2008’de eşikaltı krizi başladığında Citibank’ın liderliğinde 80 milyar dolar sermaye ile kurulacak ve piyasalardaki sorunlu kredileri alacak özel bir fonu hatırlar mısınız? Böylelikle piyasalardaki “toksik varlıklar” temizlenecekti. Değil işe yaramak, fon kurulamadı bile... O gün bu gündür toplam zarar hesaplanamadı bile halen daha...

AB’nin açıkladığı sepet sonrasında piyasaların “çocuklar gibi şen” tepkisini bakmayın.

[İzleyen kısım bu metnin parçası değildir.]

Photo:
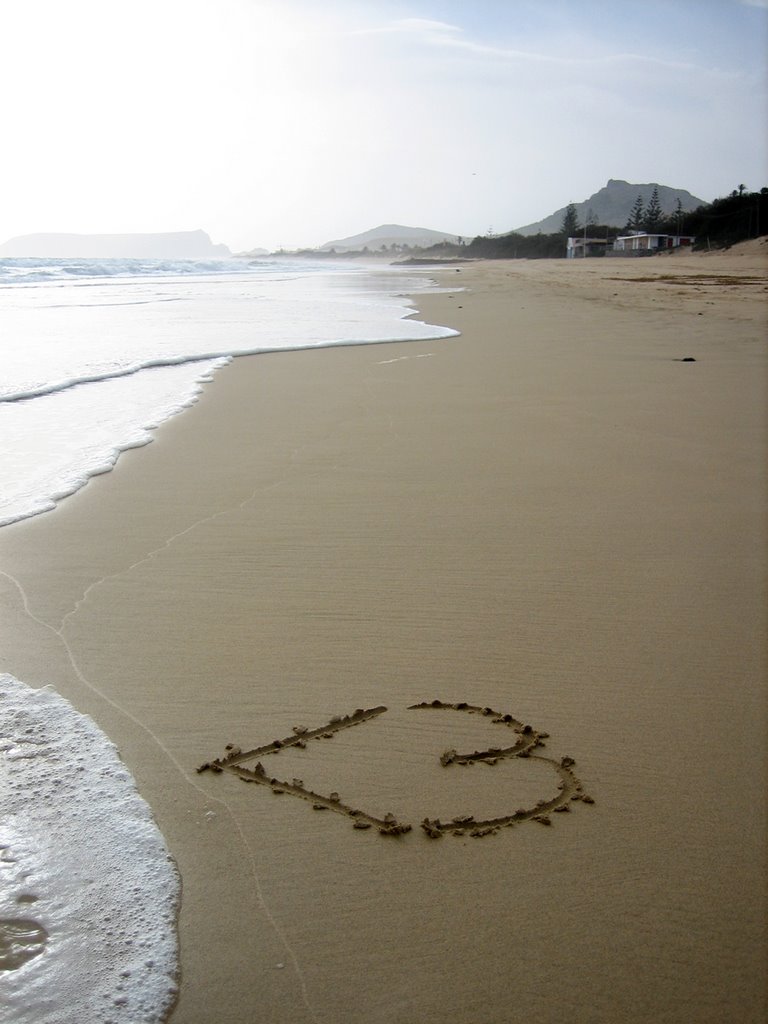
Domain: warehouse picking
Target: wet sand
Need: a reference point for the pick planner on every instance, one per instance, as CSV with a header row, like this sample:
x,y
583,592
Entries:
x,y
549,519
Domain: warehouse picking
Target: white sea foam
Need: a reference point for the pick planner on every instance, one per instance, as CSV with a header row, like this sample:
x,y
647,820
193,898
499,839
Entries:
x,y
98,352
88,893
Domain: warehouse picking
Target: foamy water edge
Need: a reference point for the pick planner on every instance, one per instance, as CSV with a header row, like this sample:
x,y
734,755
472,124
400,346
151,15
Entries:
x,y
81,857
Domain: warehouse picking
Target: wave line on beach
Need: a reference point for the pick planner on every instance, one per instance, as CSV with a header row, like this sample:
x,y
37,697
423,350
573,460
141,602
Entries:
x,y
59,633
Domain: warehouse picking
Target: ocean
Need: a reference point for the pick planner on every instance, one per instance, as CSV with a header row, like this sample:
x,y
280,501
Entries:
x,y
95,355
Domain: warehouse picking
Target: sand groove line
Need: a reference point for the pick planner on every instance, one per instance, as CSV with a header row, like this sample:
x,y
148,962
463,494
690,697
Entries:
x,y
570,788
187,777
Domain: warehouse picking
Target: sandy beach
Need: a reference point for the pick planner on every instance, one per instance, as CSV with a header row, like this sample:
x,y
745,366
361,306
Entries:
x,y
551,516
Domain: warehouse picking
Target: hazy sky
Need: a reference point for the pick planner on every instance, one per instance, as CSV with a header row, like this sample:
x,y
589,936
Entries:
x,y
293,122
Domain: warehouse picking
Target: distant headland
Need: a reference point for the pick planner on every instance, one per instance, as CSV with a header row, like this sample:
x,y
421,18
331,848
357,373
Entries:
x,y
165,245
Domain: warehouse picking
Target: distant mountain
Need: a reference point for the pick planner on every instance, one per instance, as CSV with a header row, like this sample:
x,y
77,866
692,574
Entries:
x,y
612,205
390,235
168,245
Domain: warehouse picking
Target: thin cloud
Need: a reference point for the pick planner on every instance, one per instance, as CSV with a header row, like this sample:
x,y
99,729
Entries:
x,y
441,34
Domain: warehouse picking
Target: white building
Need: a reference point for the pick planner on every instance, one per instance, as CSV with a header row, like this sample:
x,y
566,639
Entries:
x,y
645,243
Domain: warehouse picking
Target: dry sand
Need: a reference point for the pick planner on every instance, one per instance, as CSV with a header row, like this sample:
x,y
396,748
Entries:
x,y
548,515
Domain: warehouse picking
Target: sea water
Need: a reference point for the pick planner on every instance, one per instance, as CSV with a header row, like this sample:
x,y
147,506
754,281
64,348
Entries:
x,y
88,893
94,355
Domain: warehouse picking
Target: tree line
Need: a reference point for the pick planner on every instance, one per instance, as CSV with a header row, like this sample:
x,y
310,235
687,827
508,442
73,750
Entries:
x,y
741,214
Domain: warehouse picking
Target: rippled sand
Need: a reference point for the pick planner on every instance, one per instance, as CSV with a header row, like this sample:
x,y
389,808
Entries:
x,y
551,516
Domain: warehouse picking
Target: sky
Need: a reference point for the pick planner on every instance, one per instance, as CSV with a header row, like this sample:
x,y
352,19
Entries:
x,y
290,123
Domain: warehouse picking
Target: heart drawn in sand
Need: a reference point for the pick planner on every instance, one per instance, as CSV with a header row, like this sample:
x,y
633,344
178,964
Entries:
x,y
526,741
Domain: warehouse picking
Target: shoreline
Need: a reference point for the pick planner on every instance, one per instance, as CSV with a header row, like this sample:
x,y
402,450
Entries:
x,y
547,515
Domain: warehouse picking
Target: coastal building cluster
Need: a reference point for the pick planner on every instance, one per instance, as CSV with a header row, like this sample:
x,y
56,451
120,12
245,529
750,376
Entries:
x,y
634,244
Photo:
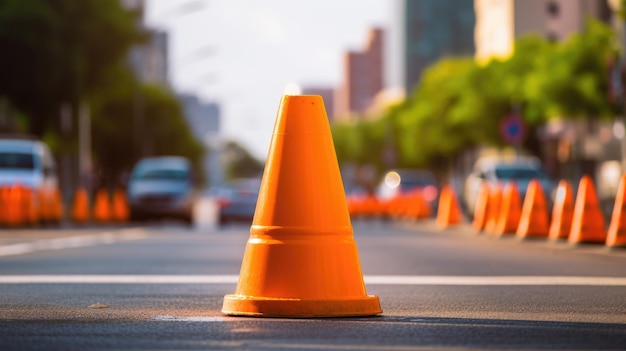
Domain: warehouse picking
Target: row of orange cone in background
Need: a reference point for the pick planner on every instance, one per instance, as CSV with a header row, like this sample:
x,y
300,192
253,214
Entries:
x,y
500,211
105,208
21,206
410,205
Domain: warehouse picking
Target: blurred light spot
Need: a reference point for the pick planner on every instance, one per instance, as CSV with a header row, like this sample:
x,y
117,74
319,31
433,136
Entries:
x,y
392,179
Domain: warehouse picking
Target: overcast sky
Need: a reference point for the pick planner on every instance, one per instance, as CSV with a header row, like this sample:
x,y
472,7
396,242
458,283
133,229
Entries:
x,y
243,53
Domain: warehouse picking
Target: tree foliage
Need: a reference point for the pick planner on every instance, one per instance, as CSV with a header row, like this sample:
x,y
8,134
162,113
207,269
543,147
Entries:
x,y
58,51
459,104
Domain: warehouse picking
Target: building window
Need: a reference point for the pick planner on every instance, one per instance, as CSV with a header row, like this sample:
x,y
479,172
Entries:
x,y
553,8
552,37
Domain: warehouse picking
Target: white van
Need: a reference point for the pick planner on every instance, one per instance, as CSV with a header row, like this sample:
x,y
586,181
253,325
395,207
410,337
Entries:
x,y
27,162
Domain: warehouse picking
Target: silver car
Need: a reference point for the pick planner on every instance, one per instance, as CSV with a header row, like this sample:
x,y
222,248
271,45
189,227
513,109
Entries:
x,y
162,187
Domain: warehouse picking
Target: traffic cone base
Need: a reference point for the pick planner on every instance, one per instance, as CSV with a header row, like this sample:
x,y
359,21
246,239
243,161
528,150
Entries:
x,y
275,292
301,259
235,305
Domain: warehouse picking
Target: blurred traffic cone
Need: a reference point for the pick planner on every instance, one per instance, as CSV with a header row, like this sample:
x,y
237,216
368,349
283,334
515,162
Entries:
x,y
370,206
563,212
16,213
80,208
44,205
32,206
510,211
588,225
416,205
57,207
480,210
4,204
617,228
534,220
102,206
301,259
448,211
120,206
493,208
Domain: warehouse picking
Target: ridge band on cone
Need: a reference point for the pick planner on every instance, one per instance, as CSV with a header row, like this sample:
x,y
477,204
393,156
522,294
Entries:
x,y
301,259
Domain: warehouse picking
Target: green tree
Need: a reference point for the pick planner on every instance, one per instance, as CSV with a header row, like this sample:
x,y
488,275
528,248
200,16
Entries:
x,y
58,51
164,130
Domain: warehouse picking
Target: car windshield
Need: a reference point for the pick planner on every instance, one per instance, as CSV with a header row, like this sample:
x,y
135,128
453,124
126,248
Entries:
x,y
162,174
16,160
518,173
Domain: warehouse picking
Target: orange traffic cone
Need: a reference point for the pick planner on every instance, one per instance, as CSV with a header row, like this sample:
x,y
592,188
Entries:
x,y
301,259
534,220
120,206
102,206
588,224
80,209
4,204
480,210
617,228
57,211
493,209
33,206
448,210
562,212
510,211
416,205
16,212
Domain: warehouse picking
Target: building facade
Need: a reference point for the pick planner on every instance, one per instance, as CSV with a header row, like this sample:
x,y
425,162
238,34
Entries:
x,y
434,29
500,22
363,78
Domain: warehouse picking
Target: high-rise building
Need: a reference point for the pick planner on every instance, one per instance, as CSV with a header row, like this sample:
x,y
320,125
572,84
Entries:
x,y
434,29
363,78
500,22
149,60
203,119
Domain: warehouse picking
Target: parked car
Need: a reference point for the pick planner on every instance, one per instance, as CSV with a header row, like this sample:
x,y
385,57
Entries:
x,y
162,187
28,162
236,200
495,171
402,181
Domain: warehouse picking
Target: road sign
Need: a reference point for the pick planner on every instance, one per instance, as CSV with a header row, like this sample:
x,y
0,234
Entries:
x,y
512,129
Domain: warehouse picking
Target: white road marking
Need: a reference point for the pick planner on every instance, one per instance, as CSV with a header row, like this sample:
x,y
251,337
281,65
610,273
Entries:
x,y
369,280
189,319
72,242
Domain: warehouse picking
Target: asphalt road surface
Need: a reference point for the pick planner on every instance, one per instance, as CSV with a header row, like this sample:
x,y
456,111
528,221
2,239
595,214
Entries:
x,y
161,287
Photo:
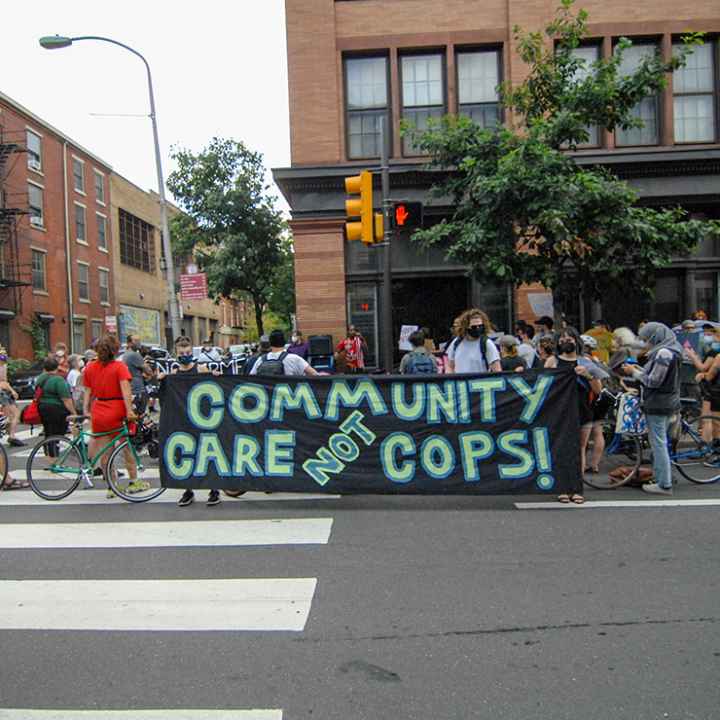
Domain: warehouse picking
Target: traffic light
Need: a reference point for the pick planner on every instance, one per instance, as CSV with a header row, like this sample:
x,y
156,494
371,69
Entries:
x,y
407,215
369,228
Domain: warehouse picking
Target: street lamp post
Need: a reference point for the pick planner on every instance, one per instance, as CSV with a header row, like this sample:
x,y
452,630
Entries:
x,y
55,42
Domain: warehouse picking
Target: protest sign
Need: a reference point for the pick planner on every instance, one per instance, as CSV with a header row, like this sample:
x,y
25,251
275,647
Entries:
x,y
470,434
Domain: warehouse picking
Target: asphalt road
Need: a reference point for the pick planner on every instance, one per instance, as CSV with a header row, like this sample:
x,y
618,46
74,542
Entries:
x,y
437,608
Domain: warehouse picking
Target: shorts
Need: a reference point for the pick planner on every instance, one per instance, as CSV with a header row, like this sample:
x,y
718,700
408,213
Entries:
x,y
6,398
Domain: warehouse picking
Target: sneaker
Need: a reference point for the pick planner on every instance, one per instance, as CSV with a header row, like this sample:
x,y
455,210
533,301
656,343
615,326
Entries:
x,y
138,486
655,489
187,498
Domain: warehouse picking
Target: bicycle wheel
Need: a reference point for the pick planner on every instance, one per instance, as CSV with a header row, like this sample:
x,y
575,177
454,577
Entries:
x,y
620,464
132,477
54,468
695,459
4,465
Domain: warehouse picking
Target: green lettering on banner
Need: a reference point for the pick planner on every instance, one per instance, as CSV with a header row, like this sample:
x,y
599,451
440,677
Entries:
x,y
286,397
405,471
401,408
182,445
364,391
279,453
533,397
257,394
210,451
321,467
474,446
487,387
510,442
245,453
214,393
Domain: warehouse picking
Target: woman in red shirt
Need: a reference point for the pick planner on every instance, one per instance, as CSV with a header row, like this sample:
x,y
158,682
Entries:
x,y
108,400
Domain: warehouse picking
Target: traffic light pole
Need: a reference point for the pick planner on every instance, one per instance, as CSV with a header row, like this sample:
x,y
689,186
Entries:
x,y
388,353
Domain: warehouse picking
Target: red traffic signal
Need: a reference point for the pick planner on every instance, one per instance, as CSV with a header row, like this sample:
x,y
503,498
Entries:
x,y
407,215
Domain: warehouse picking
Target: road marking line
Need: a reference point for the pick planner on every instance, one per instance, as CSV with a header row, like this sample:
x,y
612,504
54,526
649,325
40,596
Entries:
x,y
27,714
223,533
708,502
267,604
27,498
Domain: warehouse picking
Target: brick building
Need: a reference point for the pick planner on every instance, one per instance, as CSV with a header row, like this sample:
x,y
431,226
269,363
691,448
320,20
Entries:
x,y
142,296
55,239
354,61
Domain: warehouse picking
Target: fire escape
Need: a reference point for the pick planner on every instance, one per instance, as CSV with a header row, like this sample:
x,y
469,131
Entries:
x,y
12,208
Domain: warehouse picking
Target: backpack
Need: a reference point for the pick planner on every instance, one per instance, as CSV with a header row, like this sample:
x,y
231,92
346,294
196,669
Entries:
x,y
31,413
483,348
271,367
419,364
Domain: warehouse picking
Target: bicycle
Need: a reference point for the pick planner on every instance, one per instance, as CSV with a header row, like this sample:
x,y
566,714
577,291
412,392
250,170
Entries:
x,y
695,459
59,463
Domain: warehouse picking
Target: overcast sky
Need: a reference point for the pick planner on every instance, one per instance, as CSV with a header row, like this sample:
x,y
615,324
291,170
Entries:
x,y
219,68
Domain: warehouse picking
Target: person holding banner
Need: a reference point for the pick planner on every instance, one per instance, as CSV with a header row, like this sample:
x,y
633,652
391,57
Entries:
x,y
569,347
472,351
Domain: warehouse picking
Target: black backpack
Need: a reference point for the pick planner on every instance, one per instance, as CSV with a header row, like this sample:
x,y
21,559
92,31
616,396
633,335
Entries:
x,y
267,366
483,348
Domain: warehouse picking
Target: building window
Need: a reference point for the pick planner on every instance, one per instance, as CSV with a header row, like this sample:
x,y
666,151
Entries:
x,y
80,223
588,54
79,335
478,81
423,93
99,187
79,175
34,150
96,327
137,242
83,282
366,83
647,109
35,205
694,96
104,281
39,277
102,231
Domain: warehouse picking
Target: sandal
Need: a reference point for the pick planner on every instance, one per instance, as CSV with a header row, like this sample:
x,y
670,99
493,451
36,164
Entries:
x,y
15,484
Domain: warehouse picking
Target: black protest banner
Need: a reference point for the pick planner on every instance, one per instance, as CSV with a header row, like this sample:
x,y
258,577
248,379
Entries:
x,y
468,434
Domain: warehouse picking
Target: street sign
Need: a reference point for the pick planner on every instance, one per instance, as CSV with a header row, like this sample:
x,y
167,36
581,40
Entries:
x,y
193,287
407,215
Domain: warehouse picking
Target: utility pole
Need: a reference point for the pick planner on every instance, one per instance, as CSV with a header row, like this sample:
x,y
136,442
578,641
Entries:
x,y
388,353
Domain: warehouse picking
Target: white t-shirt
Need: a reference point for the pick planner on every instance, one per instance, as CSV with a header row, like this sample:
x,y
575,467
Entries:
x,y
467,355
293,364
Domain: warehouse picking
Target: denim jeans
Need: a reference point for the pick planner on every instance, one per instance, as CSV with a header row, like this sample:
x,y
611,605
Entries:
x,y
657,431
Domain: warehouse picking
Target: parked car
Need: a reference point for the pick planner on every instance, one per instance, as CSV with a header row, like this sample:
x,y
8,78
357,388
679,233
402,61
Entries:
x,y
23,381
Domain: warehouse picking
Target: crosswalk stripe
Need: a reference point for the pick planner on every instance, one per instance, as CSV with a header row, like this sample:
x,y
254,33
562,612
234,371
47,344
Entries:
x,y
268,604
27,498
28,714
292,531
554,505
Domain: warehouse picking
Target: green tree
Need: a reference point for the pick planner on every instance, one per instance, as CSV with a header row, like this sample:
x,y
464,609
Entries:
x,y
281,300
229,222
524,210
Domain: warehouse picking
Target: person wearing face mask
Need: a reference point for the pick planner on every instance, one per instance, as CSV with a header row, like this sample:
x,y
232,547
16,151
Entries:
x,y
299,345
472,351
589,384
660,380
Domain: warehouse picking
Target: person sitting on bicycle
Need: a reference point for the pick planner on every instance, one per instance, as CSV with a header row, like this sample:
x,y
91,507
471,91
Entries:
x,y
108,401
660,379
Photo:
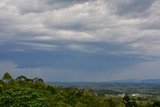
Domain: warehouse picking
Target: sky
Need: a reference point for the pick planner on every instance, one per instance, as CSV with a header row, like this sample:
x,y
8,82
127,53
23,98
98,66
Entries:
x,y
80,40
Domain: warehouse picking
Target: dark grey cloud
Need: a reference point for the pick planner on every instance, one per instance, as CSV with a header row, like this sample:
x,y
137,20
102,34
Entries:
x,y
132,8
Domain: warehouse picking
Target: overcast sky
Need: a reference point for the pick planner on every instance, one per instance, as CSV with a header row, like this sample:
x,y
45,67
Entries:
x,y
80,40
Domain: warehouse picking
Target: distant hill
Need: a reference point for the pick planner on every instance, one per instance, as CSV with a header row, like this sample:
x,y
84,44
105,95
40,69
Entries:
x,y
151,81
146,81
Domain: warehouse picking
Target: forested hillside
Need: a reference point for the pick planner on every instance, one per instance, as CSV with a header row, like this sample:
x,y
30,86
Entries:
x,y
26,92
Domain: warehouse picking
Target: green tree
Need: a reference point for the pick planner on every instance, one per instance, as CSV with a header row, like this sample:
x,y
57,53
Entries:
x,y
7,77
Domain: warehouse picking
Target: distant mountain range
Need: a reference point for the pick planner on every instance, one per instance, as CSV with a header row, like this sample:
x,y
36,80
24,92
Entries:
x,y
147,81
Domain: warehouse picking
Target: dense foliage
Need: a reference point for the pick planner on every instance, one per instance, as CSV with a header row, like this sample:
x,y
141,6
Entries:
x,y
25,92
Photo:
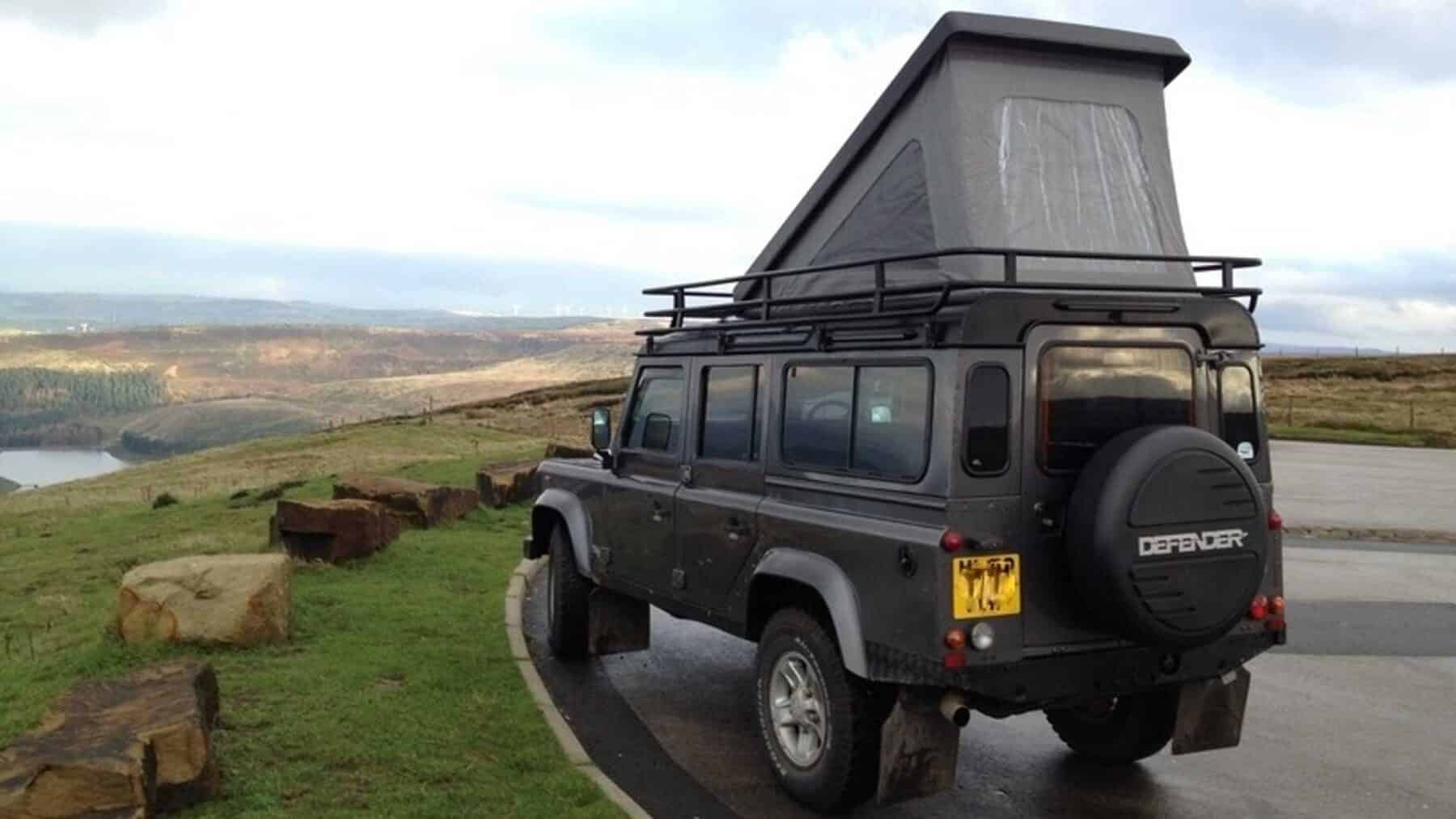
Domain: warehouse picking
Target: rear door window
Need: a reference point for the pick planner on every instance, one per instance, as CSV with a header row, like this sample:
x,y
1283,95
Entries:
x,y
817,413
871,420
1088,395
730,400
1241,424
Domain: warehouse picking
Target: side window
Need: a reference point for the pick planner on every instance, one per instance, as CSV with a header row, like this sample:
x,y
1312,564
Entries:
x,y
870,420
655,420
728,418
891,411
1241,424
988,420
817,412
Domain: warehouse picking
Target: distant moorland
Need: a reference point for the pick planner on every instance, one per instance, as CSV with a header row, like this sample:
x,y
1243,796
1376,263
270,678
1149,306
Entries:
x,y
165,391
1397,400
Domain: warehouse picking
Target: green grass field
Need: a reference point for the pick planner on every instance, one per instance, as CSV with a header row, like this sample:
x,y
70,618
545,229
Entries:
x,y
396,694
1392,400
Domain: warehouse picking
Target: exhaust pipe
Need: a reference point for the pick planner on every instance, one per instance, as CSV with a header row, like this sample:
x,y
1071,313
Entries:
x,y
954,709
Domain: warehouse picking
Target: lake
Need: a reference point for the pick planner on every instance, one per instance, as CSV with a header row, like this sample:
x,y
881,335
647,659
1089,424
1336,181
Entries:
x,y
44,467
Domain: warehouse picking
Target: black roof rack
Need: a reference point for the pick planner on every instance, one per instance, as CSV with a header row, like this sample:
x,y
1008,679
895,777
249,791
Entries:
x,y
884,304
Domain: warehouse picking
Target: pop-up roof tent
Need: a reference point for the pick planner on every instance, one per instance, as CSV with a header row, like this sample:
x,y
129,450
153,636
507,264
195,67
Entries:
x,y
999,133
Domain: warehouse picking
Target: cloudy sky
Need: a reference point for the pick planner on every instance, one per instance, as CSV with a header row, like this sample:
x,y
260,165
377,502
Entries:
x,y
533,154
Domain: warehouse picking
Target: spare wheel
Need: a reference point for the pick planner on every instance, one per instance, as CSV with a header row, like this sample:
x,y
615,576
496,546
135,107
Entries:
x,y
1166,536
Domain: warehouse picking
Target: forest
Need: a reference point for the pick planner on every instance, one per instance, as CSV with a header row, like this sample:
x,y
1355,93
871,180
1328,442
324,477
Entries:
x,y
41,406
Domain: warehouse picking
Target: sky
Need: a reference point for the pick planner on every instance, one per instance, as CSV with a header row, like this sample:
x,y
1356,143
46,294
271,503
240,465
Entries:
x,y
538,158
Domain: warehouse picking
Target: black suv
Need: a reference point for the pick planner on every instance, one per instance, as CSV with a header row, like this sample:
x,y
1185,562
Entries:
x,y
931,476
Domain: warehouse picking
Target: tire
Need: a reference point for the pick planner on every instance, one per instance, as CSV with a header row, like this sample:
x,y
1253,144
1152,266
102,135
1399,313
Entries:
x,y
844,768
567,593
1128,729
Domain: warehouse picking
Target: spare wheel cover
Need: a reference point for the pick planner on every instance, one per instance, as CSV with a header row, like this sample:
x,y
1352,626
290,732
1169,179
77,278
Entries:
x,y
1166,536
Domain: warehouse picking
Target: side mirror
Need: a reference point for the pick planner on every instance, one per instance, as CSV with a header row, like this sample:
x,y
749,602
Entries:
x,y
600,429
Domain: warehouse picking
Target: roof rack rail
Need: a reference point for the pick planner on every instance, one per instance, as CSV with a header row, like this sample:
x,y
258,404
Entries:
x,y
890,304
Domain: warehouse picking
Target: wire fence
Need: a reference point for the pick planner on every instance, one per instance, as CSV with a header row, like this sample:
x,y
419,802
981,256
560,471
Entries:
x,y
1347,353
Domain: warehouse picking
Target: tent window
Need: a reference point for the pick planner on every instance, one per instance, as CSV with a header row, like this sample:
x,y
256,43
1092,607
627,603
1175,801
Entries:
x,y
891,218
1073,178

Geçen hafta cehennemi görenler için bugünkü seviyeler adeta “ikramiye” gibiydi. Yine taşınma suyla değirmen döndürülmeye çalışıyor. Fazilerin euroda yüzde 1’e indirilmesi de yetmedi, şimdi AB üyesi ülkelerin Merkez Bankaları doğrudan piyasalara girerek bono satın almaya başladı. Paket açıklanmadan önce bankaların birbirlerine olan limitlerini tıpkı kriz sırasında olduğu gibi dondurduğu bir ortamda, sistemin “çalışabilmesi” için yine devlet desteğine ihtiyaç duyuldu.

Ayağı yere basan, uygulanabilir, denetlenebilir ve herşeyden daha önemlisi benzer bir sorunun bir kez daha yaşanmaması için gereken düzenlemeler ortada yok. Varsa yoksa piyasalar para verilsin, bankaların üzerindeki riskler devletlere geri iade edilebilsin. Tüm yapılan bu. İşin kötüsü her geçen gün rakam büyüyor.

Bu paket kısa bir süre için euro bögesindeki ateşin harını alır. Ancak ayakları yere sağlam basan bir plan ile desteklenmediği takdirde sadece para vermek çözüm olmayacaktır! Olsaydı bugünlere gelinir miydi?

Bir de işin Avrupa Merkez Bankası ve Trichet tarfı var. Çok değil geçen Perşembe günü “bono almak da nereden çıktı, toplantıda bunu tartışmadık bile” diyen bir merkez bankası başkanı mı 750 milyar euroluk paketi yönetecek? O yönetmeyecekse, her merkez bankası kendi kafasına göre mi takılacak, koordinasyonu kim sağlayacak, başarı ya da başarısızlık kime ait olacak?

Paket haberinden sonra; dolar karşısında 1.3095’e kadar değer kazanan ancak bunu koruyamayıp yeniden 1.2850’lere dönen euro da benzer düşünenlerin sayısının hayli fazla olduğunu düşündürüyor.